College Debt Shiny App

R
Shiny
Data Visualization
Dashboard
Collaborating with Corey Cassell, we’ve developed an interactive tool aiding students in career and financial planning, empowering informed decisions.
Authors

Brian Cervantes Alvarez

Corey Cassell

Published

December 2, 2022

Modified

April 8, 2025

Yapper Labs | AI Summary Model: ChatGPT o3-mini-high

I collaborated with Corey Cassell to build an interactive Shiny dashboard that empowers high school students to make informed decisions by estimating salaries, tuition costs, and student debt.

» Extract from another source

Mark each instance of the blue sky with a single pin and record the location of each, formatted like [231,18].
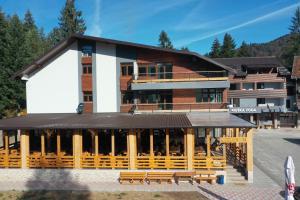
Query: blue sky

I performed extensive data wrangling on multiple datasets, implemented responsive UI elements, and developed custom visualizations using ggplot2 and Plotly to dynamically showcase higher education financial metrics. This project demonstrates my proficiency in integrating complex data pipelines, crafting interactive interfaces, and delivering insightful, user-friendly visualizations that guide future college financial planning.

Overview

In collaboration with Corey Cassell, our team developed an interactive tool tailored to support students in making informed decisions about their educational journey. This tool offers crucial financial insights, including salary and tuition estimators, as well as a debt calculator, empowering users to navigate their educational choices confidently. By exploring potential salaries, estimating tuition costs, and visualizing projected student debts, individuals can gain valuable perspectives on the financial aspects of their chosen career paths. Recognizing the significance of financial considerations in higher education, our tool comprises four essential components: salary estimator, tuition estimator, debt estimator, and debt calculator. Together, these components provide a comprehensive platform for prospective students to assess potential earnings, anticipate tuition expenses, calculate degree-related debt, and visualize future financial commitments aligned with their chosen majors.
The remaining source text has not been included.